Ruth Deede erinnert an die Anfangszeiten des Frauenfußballs
Samstags wurde mit Regenhaube trainiert

Altkreis (WB) -

Kaum ein Jahr, nachdem der Frauenfußball in Deutschland erlaubt wurde, gründete die SG Oesterweg 1971 eine Frauenmannschaft. Unter dem guten Dutzend Spielerinnen war Ruth Deede (geborene Köthemann), die der SG bis 1985 als Aktive die Treue hielt und zudem den Mädchenfußball ins Leben rief. Neben dieser langjährigen Trainertätigkeit übernahm Deede weitere Funktionen im Verein, Fußballkreis und -verband (FLVW). Von Klaus Münstermann
Freitag, 12.03.2021, 00:40 Uhr
Veröffentlicht: Freitag, 12.03.2021, 00:40 Uhr
Die Fußballerinnen der ersten Stunde bei der SG Oesterweg 1971 (hinten von links): Ruth Deede (geb. Köthemann), Sigrid Dierich, Irmtraud und Waltraud Böhler, Karin Pohl, Elke Großeknetter; (Mitte von links): Monika Lippert, Gabi Dierich, Brigitte Wiedey; (vorne von links): Brunhilde Böwing, Helga Rückmann, Marion Franz-Pohlmann. Foto: SG Oesterweg
„Hertha Raabe arbeitete damals wie ich beim Suppenhersteller Menzi und hat bei mir einfach nicht locker gelassen. So bin ich das erste Mal zum Training auf der Wiese, mehr war es damals nicht, gegangen und anschließend dabei geblieben.

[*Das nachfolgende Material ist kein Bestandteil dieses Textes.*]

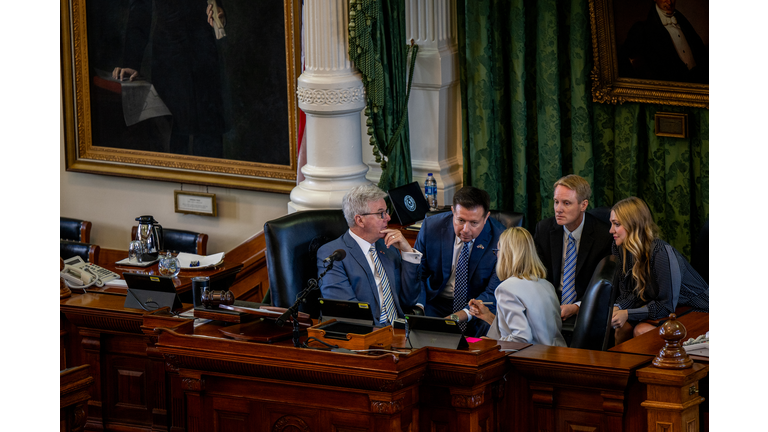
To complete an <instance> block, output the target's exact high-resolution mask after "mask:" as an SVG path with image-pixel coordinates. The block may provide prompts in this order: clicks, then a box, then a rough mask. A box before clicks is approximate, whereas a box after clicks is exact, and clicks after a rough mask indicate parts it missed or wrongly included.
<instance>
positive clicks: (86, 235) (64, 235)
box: [59, 217, 91, 243]
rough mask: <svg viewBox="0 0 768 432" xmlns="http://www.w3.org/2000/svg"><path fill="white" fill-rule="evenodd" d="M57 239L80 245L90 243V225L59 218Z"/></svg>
mask: <svg viewBox="0 0 768 432" xmlns="http://www.w3.org/2000/svg"><path fill="white" fill-rule="evenodd" d="M59 220H60V222H59V239H61V240H70V241H76V242H81V243H90V241H91V223H90V222H88V221H84V220H80V219H72V218H65V217H59Z"/></svg>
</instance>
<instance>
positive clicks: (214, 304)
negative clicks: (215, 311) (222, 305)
mask: <svg viewBox="0 0 768 432" xmlns="http://www.w3.org/2000/svg"><path fill="white" fill-rule="evenodd" d="M201 300H202V302H203V306H204V307H205V308H206V309H214V308H216V309H218V307H219V305H220V304H223V305H231V304H233V303H234V302H235V295H234V294H233V293H232V291H212V290H205V291H203V295H202V299H201Z"/></svg>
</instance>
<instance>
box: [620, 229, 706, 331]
mask: <svg viewBox="0 0 768 432" xmlns="http://www.w3.org/2000/svg"><path fill="white" fill-rule="evenodd" d="M667 247H669V249H667ZM668 250H669V251H670V252H671V253H672V254H673V255H674V257H675V261H676V264H677V267H678V269H679V275H680V283H679V286H674V284H673V279H675V278H674V277H673V272H672V269H671V267H670V255H669V252H668ZM611 251H612V253H613V255H615V256H617V257H618V258H619V264H618V266H617V267H616V273H615V274H614V278H613V283H614V286H618V287H619V295H618V298H617V299H616V304H617V305H618V306H619V308H620V309H622V310H624V309H626V310H627V312H628V313H629V321H631V322H637V321H642V320H645V319H652V320H655V319H660V318H666V317H668V316H669V314H671V313H672V312H674V311H675V308H676V307H678V306H690V307H691V308H693V309H694V310H695V311H698V312H709V286H708V285H707V283H706V282H705V281H704V279H703V278H702V277H701V276H699V274H698V273H697V272H696V270H694V268H693V267H692V266H691V264H690V263H689V262H688V260H686V259H685V257H683V256H682V255H681V254H680V252H678V251H677V250H676V249H675V248H673V247H671V246H669V244H668V243H667V242H665V241H663V240H655V241H654V242H653V249H652V251H651V278H650V279H651V280H650V281H649V282H650V284H652V286H651V287H650V290H649V289H646V294H645V297H646V300H645V301H643V300H641V299H640V297H638V296H637V295H636V294H635V293H634V289H635V284H636V282H635V279H634V278H632V266H633V265H634V264H635V259H634V257H633V256H632V255H631V254H630V253H627V262H626V266H625V265H624V263H622V254H621V252H620V251H619V248H618V247H617V246H616V243H614V244H613V246H612V250H611ZM624 268H626V269H627V271H626V272H624Z"/></svg>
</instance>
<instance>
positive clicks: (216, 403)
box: [212, 398, 256, 432]
mask: <svg viewBox="0 0 768 432" xmlns="http://www.w3.org/2000/svg"><path fill="white" fill-rule="evenodd" d="M252 408H254V407H253V406H252V403H251V402H250V401H247V400H242V399H230V398H216V399H214V400H213V407H212V409H213V428H212V430H213V431H215V432H248V431H252V430H256V416H255V415H253V414H256V413H255V412H253V411H256V410H255V409H252ZM252 412H253V413H252Z"/></svg>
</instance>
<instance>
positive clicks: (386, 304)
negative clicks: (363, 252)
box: [368, 245, 397, 326]
mask: <svg viewBox="0 0 768 432" xmlns="http://www.w3.org/2000/svg"><path fill="white" fill-rule="evenodd" d="M368 253H370V254H371V258H372V259H373V266H374V267H376V274H378V275H379V279H380V280H381V297H382V302H381V316H380V317H379V322H380V323H381V325H382V326H385V325H387V322H389V324H394V322H395V318H397V311H396V310H395V302H394V300H392V289H391V288H390V287H389V279H388V278H387V273H386V272H385V271H384V266H382V265H381V261H379V255H378V254H377V253H376V248H375V247H374V246H373V245H371V248H370V249H368Z"/></svg>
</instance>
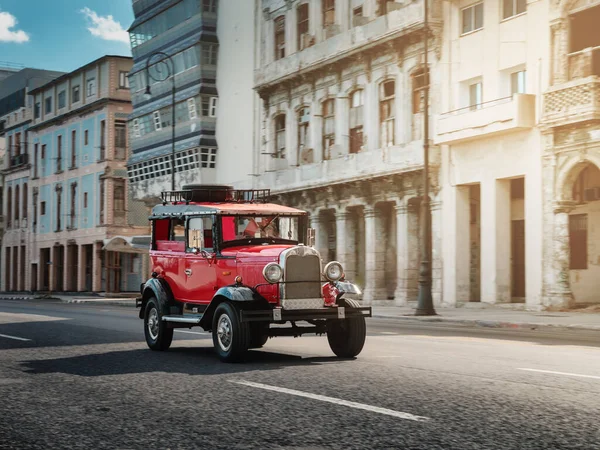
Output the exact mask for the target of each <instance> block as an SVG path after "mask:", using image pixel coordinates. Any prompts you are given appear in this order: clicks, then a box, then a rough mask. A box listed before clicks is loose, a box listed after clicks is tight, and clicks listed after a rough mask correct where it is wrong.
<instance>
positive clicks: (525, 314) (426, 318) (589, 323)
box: [0, 294, 600, 332]
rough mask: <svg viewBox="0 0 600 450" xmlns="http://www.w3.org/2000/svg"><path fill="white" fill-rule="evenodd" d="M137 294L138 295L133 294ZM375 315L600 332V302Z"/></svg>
mask: <svg viewBox="0 0 600 450" xmlns="http://www.w3.org/2000/svg"><path fill="white" fill-rule="evenodd" d="M132 295H135V294H132ZM0 300H44V298H43V297H40V296H34V295H10V294H0ZM48 300H60V301H62V302H64V303H85V304H96V305H111V306H128V307H135V296H132V297H131V298H109V297H103V296H99V295H96V296H78V295H53V296H52V299H48ZM372 308H373V318H376V319H387V320H395V321H408V322H425V323H446V324H453V325H462V326H471V327H487V328H505V329H517V330H539V329H556V330H560V329H562V330H592V331H599V332H600V305H598V306H596V307H592V308H587V309H585V310H571V311H567V312H563V311H561V312H554V311H525V310H515V309H507V307H506V305H498V306H496V305H484V304H479V305H477V307H476V308H475V307H464V306H463V307H458V308H443V307H440V308H437V309H436V313H437V315H436V316H415V315H414V313H415V307H414V306H373V307H372Z"/></svg>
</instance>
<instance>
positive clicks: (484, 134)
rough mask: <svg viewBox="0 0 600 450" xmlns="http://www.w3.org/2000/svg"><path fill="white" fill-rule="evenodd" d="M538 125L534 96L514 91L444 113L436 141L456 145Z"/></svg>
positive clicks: (441, 120)
mask: <svg viewBox="0 0 600 450" xmlns="http://www.w3.org/2000/svg"><path fill="white" fill-rule="evenodd" d="M533 126H535V95H530V94H514V95H513V96H512V97H506V98H501V99H498V100H493V101H490V102H485V103H481V104H480V105H478V107H474V106H468V107H466V108H461V109H457V110H455V111H450V112H447V113H444V114H441V115H440V117H439V119H438V126H437V130H438V132H437V138H436V139H435V140H434V142H435V143H436V144H453V143H456V142H461V141H469V140H472V139H477V138H481V137H488V136H492V135H496V134H502V133H509V132H514V131H518V130H525V129H528V128H532V127H533Z"/></svg>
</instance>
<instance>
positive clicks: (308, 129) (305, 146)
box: [298, 106, 312, 162]
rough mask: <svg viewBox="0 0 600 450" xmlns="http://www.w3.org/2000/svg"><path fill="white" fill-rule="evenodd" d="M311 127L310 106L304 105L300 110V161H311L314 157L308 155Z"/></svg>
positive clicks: (298, 116) (311, 160) (299, 109)
mask: <svg viewBox="0 0 600 450" xmlns="http://www.w3.org/2000/svg"><path fill="white" fill-rule="evenodd" d="M309 127H310V108H309V107H306V106H305V107H303V108H300V109H299V110H298V161H299V162H311V161H312V159H311V157H310V156H309V155H308V150H309V149H308V141H309Z"/></svg>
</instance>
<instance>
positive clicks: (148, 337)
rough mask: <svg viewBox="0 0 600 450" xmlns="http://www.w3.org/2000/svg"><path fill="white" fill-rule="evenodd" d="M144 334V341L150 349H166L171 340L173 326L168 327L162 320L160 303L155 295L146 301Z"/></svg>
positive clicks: (171, 337) (155, 349)
mask: <svg viewBox="0 0 600 450" xmlns="http://www.w3.org/2000/svg"><path fill="white" fill-rule="evenodd" d="M144 334H145V335H146V343H147V344H148V347H150V349H152V350H158V351H164V350H167V349H168V348H169V347H170V346H171V342H173V328H169V327H168V324H167V322H163V320H162V313H161V310H160V304H159V302H158V300H157V299H156V297H150V298H149V299H148V301H147V302H146V310H145V312H144Z"/></svg>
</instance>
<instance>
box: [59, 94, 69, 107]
mask: <svg viewBox="0 0 600 450" xmlns="http://www.w3.org/2000/svg"><path fill="white" fill-rule="evenodd" d="M65 106H67V91H64V90H63V91H60V92H59V93H58V109H63V108H64V107H65Z"/></svg>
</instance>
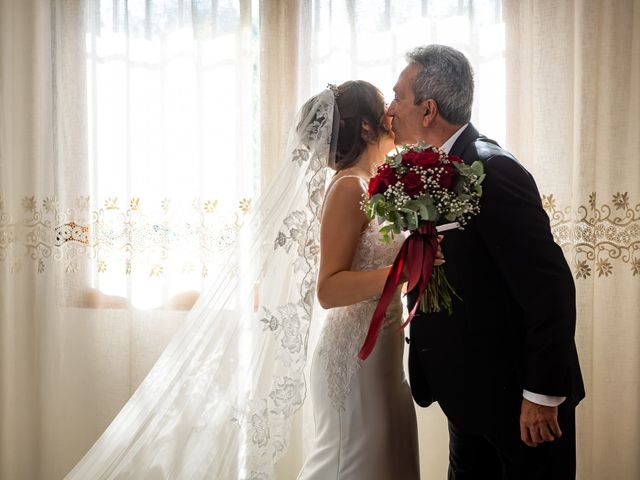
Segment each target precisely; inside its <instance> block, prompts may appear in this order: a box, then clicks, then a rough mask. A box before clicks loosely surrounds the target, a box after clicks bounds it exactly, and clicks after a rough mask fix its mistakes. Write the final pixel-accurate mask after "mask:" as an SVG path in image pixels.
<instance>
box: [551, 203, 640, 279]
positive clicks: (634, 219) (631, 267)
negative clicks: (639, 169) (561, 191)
mask: <svg viewBox="0 0 640 480" xmlns="http://www.w3.org/2000/svg"><path fill="white" fill-rule="evenodd" d="M542 206H543V207H544V209H545V211H546V212H547V213H548V214H549V218H550V220H551V232H552V233H553V236H554V239H555V241H556V242H557V243H558V245H560V247H562V250H563V251H564V252H565V255H566V256H567V258H568V260H569V261H570V263H571V267H572V268H573V272H574V275H575V277H576V279H586V278H588V277H590V276H591V275H592V274H593V275H595V274H597V275H598V277H609V276H611V275H613V273H614V266H615V264H616V263H622V264H626V265H628V266H629V268H630V270H631V273H632V274H633V276H634V277H635V276H638V277H640V203H639V204H636V205H632V204H631V203H630V199H629V193H628V192H617V193H615V194H613V195H612V196H611V202H610V203H604V204H601V205H598V204H597V200H596V193H595V192H592V193H591V194H590V195H589V199H588V205H580V206H578V207H577V208H576V209H575V211H573V209H572V208H571V207H570V206H568V207H564V208H562V209H558V208H557V207H556V198H555V197H554V195H553V194H550V195H542Z"/></svg>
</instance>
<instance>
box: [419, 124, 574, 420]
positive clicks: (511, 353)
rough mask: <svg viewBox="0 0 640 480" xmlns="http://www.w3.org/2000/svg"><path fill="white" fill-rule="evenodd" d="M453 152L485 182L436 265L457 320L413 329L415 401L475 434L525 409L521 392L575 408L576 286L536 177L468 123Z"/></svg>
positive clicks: (446, 235)
mask: <svg viewBox="0 0 640 480" xmlns="http://www.w3.org/2000/svg"><path fill="white" fill-rule="evenodd" d="M450 153H451V154H453V155H457V156H459V157H461V158H462V159H463V160H464V161H465V163H467V164H471V163H473V162H474V161H475V160H480V161H482V162H483V164H484V168H485V173H486V177H485V180H484V182H483V195H482V198H481V200H480V213H479V214H478V215H477V216H476V217H474V218H473V219H472V220H471V221H470V222H469V223H468V224H467V226H466V227H465V229H464V230H453V231H448V232H446V233H445V234H444V240H443V242H442V250H443V253H444V256H445V260H446V263H445V264H444V265H443V266H441V267H438V268H444V270H445V273H446V276H447V278H448V280H449V281H450V283H451V285H452V286H453V287H454V289H455V291H456V292H457V293H458V295H459V296H460V298H461V299H462V300H458V299H455V300H454V306H453V314H452V315H451V316H448V315H447V314H446V313H444V312H441V313H437V314H424V313H422V312H420V313H419V314H417V315H416V317H415V318H414V319H413V321H412V323H411V340H410V347H409V377H410V383H411V389H412V392H413V396H414V399H415V400H416V402H417V403H418V404H419V405H421V406H427V405H429V404H430V403H431V402H433V401H434V400H435V401H437V402H438V403H439V404H440V406H441V407H442V409H443V411H444V412H445V414H446V415H447V417H448V418H449V420H451V421H453V422H454V423H455V424H456V425H458V426H459V427H464V428H468V429H471V430H478V431H486V430H487V428H489V429H490V428H491V425H492V424H493V423H495V421H496V418H499V417H501V416H504V415H506V414H507V412H511V411H513V410H514V409H517V408H519V405H520V402H521V398H522V389H526V390H529V391H531V392H534V393H540V394H545V395H555V396H566V397H567V400H566V402H569V404H570V405H573V406H575V405H576V404H577V403H578V402H579V401H580V400H581V399H582V398H583V397H584V386H583V383H582V376H581V373H580V366H579V364H578V356H577V352H576V346H575V341H574V333H575V318H576V309H575V286H574V283H573V277H572V274H571V271H570V270H569V267H568V265H567V262H566V260H565V258H564V255H563V253H562V250H561V249H560V247H558V245H557V244H556V243H555V242H554V241H553V236H552V234H551V230H550V226H549V218H548V216H547V214H546V213H545V212H544V210H543V208H542V204H541V200H540V195H539V193H538V189H537V187H536V184H535V182H534V179H533V178H532V176H531V175H530V174H529V173H528V172H527V171H526V170H525V169H524V168H523V167H522V166H521V165H520V164H519V163H518V161H517V160H516V159H515V158H514V157H513V156H512V155H511V154H510V153H509V152H507V151H505V150H503V149H502V148H500V147H499V146H498V144H497V143H495V142H494V141H492V140H489V139H487V138H486V137H484V136H482V135H480V134H479V133H478V131H477V130H476V129H475V127H474V126H473V125H471V124H469V125H468V126H467V128H466V129H465V130H464V131H463V133H462V134H461V135H460V137H459V138H458V139H457V140H456V142H455V143H454V145H453V147H452V149H451V152H450ZM408 300H409V305H410V306H411V305H413V303H414V302H415V300H416V299H415V294H414V292H410V293H409V297H408ZM514 413H515V412H514ZM509 415H511V414H509Z"/></svg>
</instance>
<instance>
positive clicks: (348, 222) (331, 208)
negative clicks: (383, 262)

Während mein Vater Bernhard begeistert war, konnten meine Brüder meinem neuen Hobby nicht viel abgewinnen“, erinnert sich Ruth Deede. Im ersten Jahr wurden nur Freundschaftsspiele ausgetragen, die mit einer Ausnahme, die Betriebsmannschaft des Fleischunternehmens Stockmeyer wurde 8:0 besiegt, allesamt verloren gingen. „Meinen ersten Einsatz hatte ich in Bremerhaven. Wir waren von Freunden unseres Trainers Pico Teubner dorthin eingeladen. 1:14 haben wir verloren. Das konnte uns den Spaß am Fußball aber nicht verderben“, erzählt Ruth Deede. „Wir hatten nur zwei Bälle beim Training und sind deshalb vor allem viel gelaufen. Unsere Übungseinheiten haben oft samstags stattgefunden.